# Sitecore

To configure Sitecore integration, follow these steps based on your data source type:

#### 1. **Folder Configuration**:

* **Source Type**: Select **"Folders"**.
* **Folder ID**: Enter the unique **Folder ID** where your data is stored in Sitecore.
* **Recursive Search**: Enable **"Recursive search"** if you want to include subfolders and their contents.

#### 2. **Manifest File Configuration**:

* **Source Type**: Choose **"SiteCore Manifest"**.
* **S3 Bucket Path**: Provide the path to the **S3 bucket** where the Sitecore manifest file is stored.
* **Credentials**: Ensure the correct credentials are set up for both Sitecore and the S3 bucket to enable access.

**Sample Manifest Structure**

A manifest defines how content is extracted, filtered, and processed.

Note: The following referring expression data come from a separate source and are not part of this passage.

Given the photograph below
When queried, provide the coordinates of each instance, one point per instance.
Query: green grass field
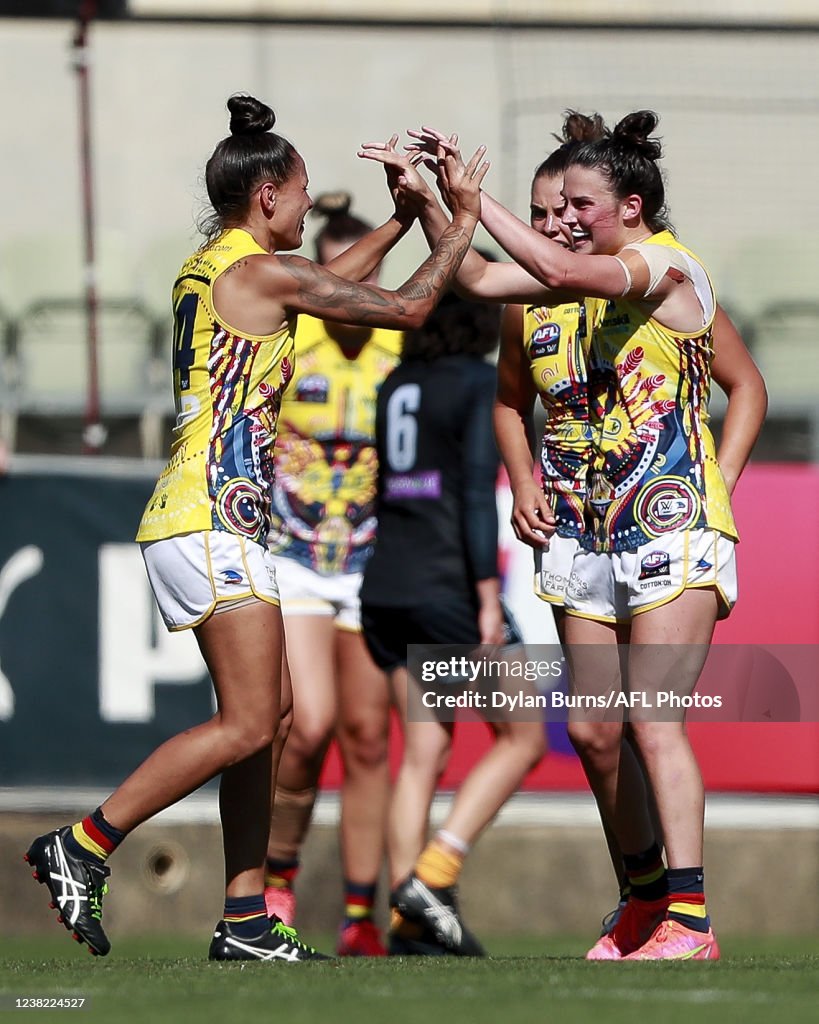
(526, 980)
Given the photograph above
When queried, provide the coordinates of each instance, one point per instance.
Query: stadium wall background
(739, 116)
(90, 681)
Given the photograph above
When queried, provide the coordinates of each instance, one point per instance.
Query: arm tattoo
(434, 274)
(318, 290)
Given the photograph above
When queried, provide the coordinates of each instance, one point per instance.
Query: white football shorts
(616, 586)
(305, 592)
(194, 576)
(553, 568)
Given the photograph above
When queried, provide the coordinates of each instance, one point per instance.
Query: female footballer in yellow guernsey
(204, 531)
(658, 500)
(321, 534)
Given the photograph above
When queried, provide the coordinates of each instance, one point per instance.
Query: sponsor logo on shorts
(653, 564)
(553, 583)
(666, 505)
(577, 586)
(545, 341)
(399, 486)
(313, 387)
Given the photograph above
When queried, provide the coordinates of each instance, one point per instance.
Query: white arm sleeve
(659, 259)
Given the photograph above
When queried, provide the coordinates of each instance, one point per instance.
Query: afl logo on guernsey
(545, 341)
(665, 505)
(313, 387)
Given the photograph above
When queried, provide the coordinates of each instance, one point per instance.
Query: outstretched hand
(460, 184)
(407, 187)
(447, 163)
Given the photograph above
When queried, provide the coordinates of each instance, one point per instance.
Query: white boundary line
(740, 812)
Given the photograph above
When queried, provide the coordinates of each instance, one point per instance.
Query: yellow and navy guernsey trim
(556, 340)
(227, 389)
(326, 463)
(653, 469)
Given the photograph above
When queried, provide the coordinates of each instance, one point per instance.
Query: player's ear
(267, 198)
(632, 209)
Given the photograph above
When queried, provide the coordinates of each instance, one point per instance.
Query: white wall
(740, 114)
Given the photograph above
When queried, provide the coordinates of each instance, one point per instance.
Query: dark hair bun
(583, 127)
(249, 116)
(335, 204)
(635, 130)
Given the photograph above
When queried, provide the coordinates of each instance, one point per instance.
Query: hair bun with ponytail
(249, 116)
(582, 127)
(634, 131)
(335, 204)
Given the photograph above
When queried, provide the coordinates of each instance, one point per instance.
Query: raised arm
(479, 456)
(476, 279)
(260, 293)
(361, 258)
(532, 520)
(736, 373)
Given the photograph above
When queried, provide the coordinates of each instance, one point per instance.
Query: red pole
(94, 433)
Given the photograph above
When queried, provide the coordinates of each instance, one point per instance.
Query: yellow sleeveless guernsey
(654, 466)
(326, 466)
(227, 389)
(556, 339)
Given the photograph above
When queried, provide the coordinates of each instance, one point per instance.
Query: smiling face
(547, 208)
(597, 220)
(291, 207)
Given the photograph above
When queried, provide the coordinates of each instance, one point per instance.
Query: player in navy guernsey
(433, 580)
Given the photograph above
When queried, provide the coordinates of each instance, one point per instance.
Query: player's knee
(309, 734)
(363, 744)
(594, 742)
(247, 738)
(651, 740)
(285, 723)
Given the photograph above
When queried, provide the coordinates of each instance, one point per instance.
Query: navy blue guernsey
(437, 517)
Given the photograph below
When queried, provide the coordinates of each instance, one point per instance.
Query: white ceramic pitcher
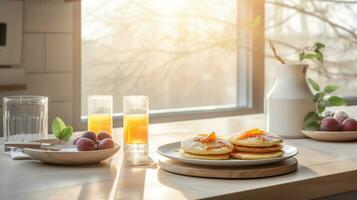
(289, 101)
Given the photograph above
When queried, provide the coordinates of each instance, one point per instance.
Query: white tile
(45, 16)
(34, 46)
(62, 110)
(59, 52)
(56, 86)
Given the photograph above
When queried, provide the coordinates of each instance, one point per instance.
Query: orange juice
(100, 122)
(136, 128)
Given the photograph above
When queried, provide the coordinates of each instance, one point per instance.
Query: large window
(191, 57)
(295, 24)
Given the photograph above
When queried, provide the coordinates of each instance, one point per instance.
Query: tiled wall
(47, 55)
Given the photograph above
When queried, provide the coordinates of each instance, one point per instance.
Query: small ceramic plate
(172, 151)
(71, 156)
(331, 136)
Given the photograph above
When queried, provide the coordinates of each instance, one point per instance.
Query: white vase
(289, 101)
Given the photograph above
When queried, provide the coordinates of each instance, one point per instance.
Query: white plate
(172, 151)
(71, 156)
(331, 136)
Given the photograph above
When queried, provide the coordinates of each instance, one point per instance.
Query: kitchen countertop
(325, 168)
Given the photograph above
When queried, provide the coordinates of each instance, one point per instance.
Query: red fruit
(349, 125)
(106, 143)
(90, 135)
(85, 144)
(102, 135)
(330, 124)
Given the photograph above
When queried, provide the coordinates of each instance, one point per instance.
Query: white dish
(171, 151)
(331, 136)
(71, 156)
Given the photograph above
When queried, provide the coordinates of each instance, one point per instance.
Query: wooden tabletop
(325, 168)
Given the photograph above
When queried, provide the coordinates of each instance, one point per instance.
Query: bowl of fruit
(89, 148)
(334, 127)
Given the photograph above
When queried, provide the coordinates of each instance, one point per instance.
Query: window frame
(250, 73)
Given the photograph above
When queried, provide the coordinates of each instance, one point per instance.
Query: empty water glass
(25, 118)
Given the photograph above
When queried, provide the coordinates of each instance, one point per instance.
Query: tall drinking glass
(136, 127)
(25, 118)
(100, 113)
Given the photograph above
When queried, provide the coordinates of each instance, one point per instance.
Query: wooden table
(324, 169)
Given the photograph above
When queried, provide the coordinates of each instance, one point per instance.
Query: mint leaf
(66, 133)
(319, 96)
(330, 88)
(318, 46)
(307, 56)
(313, 84)
(57, 126)
(336, 101)
(312, 116)
(320, 107)
(318, 55)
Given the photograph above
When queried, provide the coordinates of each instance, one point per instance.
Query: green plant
(313, 52)
(60, 130)
(312, 120)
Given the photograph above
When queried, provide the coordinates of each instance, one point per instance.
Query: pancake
(255, 138)
(205, 156)
(256, 156)
(274, 148)
(206, 145)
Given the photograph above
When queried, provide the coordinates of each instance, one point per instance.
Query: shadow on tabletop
(170, 179)
(126, 182)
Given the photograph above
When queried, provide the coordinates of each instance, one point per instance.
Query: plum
(75, 141)
(90, 135)
(349, 125)
(340, 119)
(85, 144)
(106, 143)
(102, 135)
(330, 124)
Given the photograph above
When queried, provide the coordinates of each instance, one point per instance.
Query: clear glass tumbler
(25, 118)
(136, 129)
(100, 113)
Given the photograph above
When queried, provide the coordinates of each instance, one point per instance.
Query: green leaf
(319, 56)
(57, 127)
(313, 84)
(336, 101)
(312, 126)
(320, 107)
(312, 116)
(319, 96)
(66, 133)
(301, 56)
(308, 56)
(330, 88)
(318, 45)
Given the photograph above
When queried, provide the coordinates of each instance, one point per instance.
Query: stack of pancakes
(256, 144)
(206, 147)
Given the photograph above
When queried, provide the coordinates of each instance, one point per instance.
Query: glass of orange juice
(136, 129)
(100, 113)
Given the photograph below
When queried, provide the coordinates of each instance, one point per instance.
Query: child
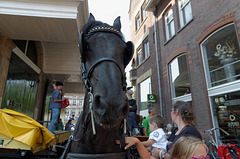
(157, 138)
(68, 125)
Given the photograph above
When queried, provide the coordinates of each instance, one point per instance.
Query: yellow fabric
(24, 129)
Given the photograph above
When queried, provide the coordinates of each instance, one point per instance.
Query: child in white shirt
(157, 138)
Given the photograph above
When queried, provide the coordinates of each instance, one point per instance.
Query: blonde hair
(185, 147)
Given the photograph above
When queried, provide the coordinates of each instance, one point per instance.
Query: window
(225, 109)
(185, 11)
(146, 48)
(144, 13)
(169, 24)
(137, 21)
(140, 56)
(144, 88)
(221, 56)
(179, 80)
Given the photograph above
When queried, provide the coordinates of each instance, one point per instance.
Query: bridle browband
(104, 29)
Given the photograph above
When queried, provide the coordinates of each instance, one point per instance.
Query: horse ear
(117, 23)
(91, 18)
(128, 53)
(80, 44)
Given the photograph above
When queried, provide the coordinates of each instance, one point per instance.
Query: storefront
(221, 58)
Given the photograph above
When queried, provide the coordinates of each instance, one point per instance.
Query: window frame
(140, 58)
(182, 13)
(184, 97)
(168, 23)
(146, 51)
(137, 21)
(206, 64)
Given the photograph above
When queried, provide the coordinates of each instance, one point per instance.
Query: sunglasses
(206, 157)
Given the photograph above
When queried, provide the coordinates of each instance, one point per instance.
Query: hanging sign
(152, 98)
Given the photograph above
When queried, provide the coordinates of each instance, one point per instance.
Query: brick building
(192, 55)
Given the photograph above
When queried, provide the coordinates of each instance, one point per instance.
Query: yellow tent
(24, 129)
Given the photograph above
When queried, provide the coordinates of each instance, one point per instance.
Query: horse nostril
(98, 105)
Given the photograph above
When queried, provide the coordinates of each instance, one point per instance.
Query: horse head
(104, 55)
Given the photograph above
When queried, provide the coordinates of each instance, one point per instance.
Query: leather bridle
(87, 74)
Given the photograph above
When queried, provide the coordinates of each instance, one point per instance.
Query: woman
(182, 115)
(184, 148)
(189, 148)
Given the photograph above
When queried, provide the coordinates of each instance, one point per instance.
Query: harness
(87, 74)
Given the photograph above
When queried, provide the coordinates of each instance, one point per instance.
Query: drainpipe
(158, 71)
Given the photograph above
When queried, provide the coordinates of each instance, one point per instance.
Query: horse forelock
(87, 27)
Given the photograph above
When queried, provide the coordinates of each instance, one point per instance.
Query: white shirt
(160, 139)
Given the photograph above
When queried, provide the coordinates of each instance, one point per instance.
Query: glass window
(146, 48)
(179, 80)
(140, 55)
(169, 24)
(185, 11)
(144, 13)
(137, 21)
(145, 88)
(222, 56)
(226, 110)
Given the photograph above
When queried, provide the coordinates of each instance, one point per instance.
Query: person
(169, 129)
(157, 138)
(60, 124)
(182, 116)
(187, 91)
(72, 118)
(184, 148)
(189, 147)
(68, 126)
(142, 151)
(132, 113)
(146, 130)
(55, 106)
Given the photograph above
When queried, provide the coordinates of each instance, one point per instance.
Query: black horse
(104, 56)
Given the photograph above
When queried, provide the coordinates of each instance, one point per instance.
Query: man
(132, 113)
(146, 130)
(55, 106)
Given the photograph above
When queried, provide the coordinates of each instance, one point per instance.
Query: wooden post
(6, 47)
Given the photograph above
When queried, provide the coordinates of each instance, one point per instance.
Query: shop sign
(152, 98)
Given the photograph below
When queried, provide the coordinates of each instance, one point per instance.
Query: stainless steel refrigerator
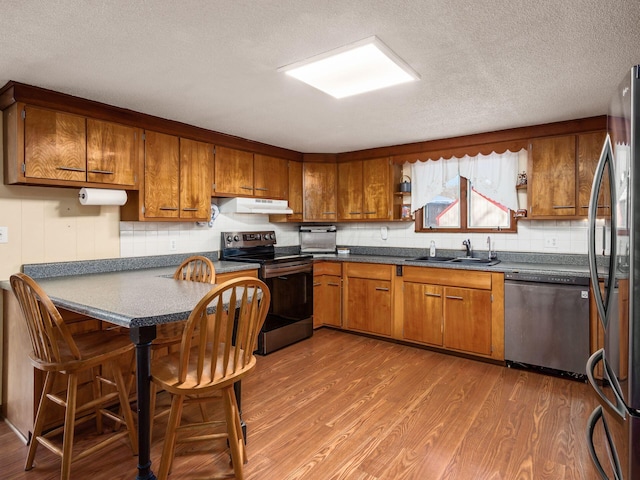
(613, 431)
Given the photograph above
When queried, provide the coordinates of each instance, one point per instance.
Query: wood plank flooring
(342, 406)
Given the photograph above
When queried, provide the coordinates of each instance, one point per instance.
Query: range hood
(254, 205)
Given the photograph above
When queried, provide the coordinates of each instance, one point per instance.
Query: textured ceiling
(485, 65)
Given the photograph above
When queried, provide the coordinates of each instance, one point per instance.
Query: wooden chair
(216, 351)
(59, 353)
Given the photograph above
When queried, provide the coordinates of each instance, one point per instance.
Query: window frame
(464, 218)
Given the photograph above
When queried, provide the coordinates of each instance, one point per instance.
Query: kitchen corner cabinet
(50, 147)
(367, 298)
(319, 190)
(270, 177)
(560, 173)
(457, 310)
(327, 294)
(177, 181)
(364, 190)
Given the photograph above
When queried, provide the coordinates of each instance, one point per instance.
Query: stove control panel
(248, 239)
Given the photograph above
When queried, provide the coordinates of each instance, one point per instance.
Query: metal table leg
(142, 338)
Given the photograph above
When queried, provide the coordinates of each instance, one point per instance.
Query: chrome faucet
(492, 255)
(467, 244)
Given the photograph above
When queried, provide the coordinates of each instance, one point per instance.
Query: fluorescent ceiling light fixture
(353, 69)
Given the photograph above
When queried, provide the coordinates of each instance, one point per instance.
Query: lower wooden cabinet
(367, 301)
(327, 294)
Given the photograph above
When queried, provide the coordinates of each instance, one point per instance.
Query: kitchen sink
(432, 259)
(463, 260)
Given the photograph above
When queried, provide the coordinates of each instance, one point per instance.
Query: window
(446, 198)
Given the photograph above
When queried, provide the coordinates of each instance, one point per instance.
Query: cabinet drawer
(368, 270)
(327, 268)
(451, 277)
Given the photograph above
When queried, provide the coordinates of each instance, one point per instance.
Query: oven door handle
(273, 271)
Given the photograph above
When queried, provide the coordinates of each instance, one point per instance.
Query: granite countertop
(505, 266)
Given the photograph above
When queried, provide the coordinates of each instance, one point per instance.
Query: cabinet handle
(71, 169)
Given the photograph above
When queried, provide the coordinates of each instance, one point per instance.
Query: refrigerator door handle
(605, 162)
(619, 407)
(594, 418)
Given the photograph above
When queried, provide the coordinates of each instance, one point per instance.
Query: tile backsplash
(158, 238)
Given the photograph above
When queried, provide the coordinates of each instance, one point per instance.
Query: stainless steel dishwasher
(547, 322)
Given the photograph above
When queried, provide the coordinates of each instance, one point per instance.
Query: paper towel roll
(100, 196)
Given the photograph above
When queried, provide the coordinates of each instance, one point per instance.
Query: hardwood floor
(342, 406)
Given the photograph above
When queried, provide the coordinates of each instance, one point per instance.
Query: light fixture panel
(357, 68)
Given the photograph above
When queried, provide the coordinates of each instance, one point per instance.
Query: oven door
(291, 289)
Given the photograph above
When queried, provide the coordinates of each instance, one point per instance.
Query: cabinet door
(112, 153)
(369, 305)
(196, 159)
(162, 173)
(54, 145)
(270, 177)
(422, 313)
(326, 301)
(295, 191)
(589, 149)
(319, 187)
(467, 320)
(233, 172)
(552, 187)
(350, 190)
(376, 181)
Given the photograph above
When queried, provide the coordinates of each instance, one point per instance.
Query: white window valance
(494, 175)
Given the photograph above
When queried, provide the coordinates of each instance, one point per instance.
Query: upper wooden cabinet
(50, 147)
(177, 181)
(270, 177)
(233, 175)
(113, 152)
(319, 190)
(560, 174)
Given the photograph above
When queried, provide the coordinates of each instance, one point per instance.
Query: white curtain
(494, 175)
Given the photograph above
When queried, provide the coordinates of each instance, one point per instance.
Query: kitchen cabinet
(270, 177)
(454, 309)
(50, 147)
(177, 181)
(367, 300)
(364, 190)
(319, 191)
(327, 294)
(560, 173)
(233, 175)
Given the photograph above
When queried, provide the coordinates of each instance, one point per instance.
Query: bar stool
(59, 353)
(216, 351)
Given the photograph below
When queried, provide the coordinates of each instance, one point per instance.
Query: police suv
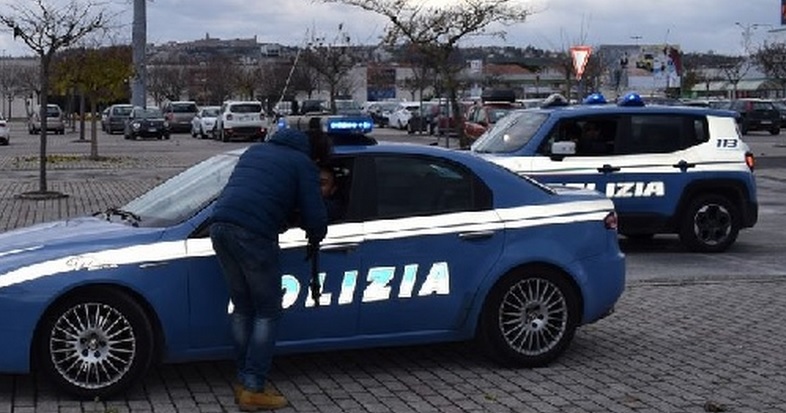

It provides reusable, declarative configurations for large-scale ingestion workflows.

```
{
  "knowledge_articles": {
    "type": "Knowledge Articles",
    "extraction_rules": {
      "content_type": "html",
      "content_fields": ["Body"],
      "metadata_fields": {
        "Date"
      }
    },
    "filters": ["PLACEHOLDER_FILTER"],
    "sources": [
      { "path": "/placeholder/path/one", "recursive": true },
      { "path": "/placeholder/path/two", "recursive": true }
    ]
  },

  "questions_answers": {
    "type": "questions_answers",
    "extraction_rules": {
      "content_type": "html",
      "content_fields": [
        "Question",
        "Answer"
      ]
    },
    "filters": ["Release"],
    "sources": [
      { "path": "/placeholder/path/faq", "recursive": true }
    ]
  },

  "video_image_files": {
    "type": "Video and Image Files",
    "extraction_rules": {
      "content_type": "file",
      "content_fields": [],
      "folder_type": "Media Library",
      "metadata_fields": {
        "ItemID": "keyword",
        "Display Date": "date"
      }
    },
    "filters": [
       "*png",
        "*jpg",
        "*vidyard player",
        "*mp4"
    ],
    "sources": [
      { "path": "/placeholder/media/path/one", "recursive": true },
      { "path": "/placeholder/media/path/two", "recursive": true },
      { "path": "/placeholder/media/path/three", "recursive": true }
    ]
  },

  "pdf_files": {
    "type": "PDF Files",
    "extraction_rules": {
      "content_type": "file",
      "content_fields": [],
      "metadata_fields": {
       "ItemID" : "keyword",
        "Display Date" : "date",
        "Date" : "date"
      }
    },
    "filters": [
       "*pdf",
      "*docx"
    ],
    "sources": [
      { "path": "/placeholder/path/documents", "recursive": true }
    ]
  },

  "archived_files": {
    "type": "Archived Files",
    "extraction_rules": {
      "content_type": "file",
      "content_fields": [],
      "metadata_fields": {
       "ItemID" : "keyword",
        "Date" : "date",
        "Display Date" : "date"
      }
    },
    "filters": [
      "*zip",
      "*rar"
    ],
    "unzipped_files_filter": [
      ["*.pdf","*.ppt","*.html"]
    ],
    "sources": [
      { "path": "/placeholder/path/archive", "recursive": true }
    ]
  }
}
```

* **`knowledge_articles`**: Defines the configuration for extracting and processing knowledge article data.
* **`type`**: Specifies the type of data or document being processed (e.g., `PLACEHOLDER_TYPE`).
* **`extraction_rules`**: Defines the rules for extracting content and metadata from the documents.
  * **`content_type`**: Specifies the format of the document content (e.g., `html` or `file`).
  * **`content_fields`**: Lists the fields within the content to extract (e.g., text or specific data).
  * **`metadata_fields`**: Defines the metadata fields and their types (e.g., author, creation date).
* **`filters`**: Defines filters to apply to the content, such as specific keywords or conditions.
* **`sources`**: Specifies the paths to the data sources, with an option to recurse through subdirectories.
  * **`path`**: The location of the data source.
  * **`recursive`**: A boolean indicating whether to process subdirectories.
* **`questions_answers`**: Defines the configuration for extracting question and answer pairs.
* **`video_image_files`**: Configuration for processing video and image files.
  * **`folder_type`**: Specifies the type of folder containing the files.
  * **`filters`**: A list of filters to apply specifically for video and image files.
* **`pdf_files`**: Defines the configuration for processing PDF files.
  * **`filters`**: Specifies filters such as file extensions for processing PDFs.
* **`archived_files`**: Configuration for processing archived files (e.g., ZIP files).
  * **`unzipped_files_filter`**: Filters for processing files after they have been unzipped.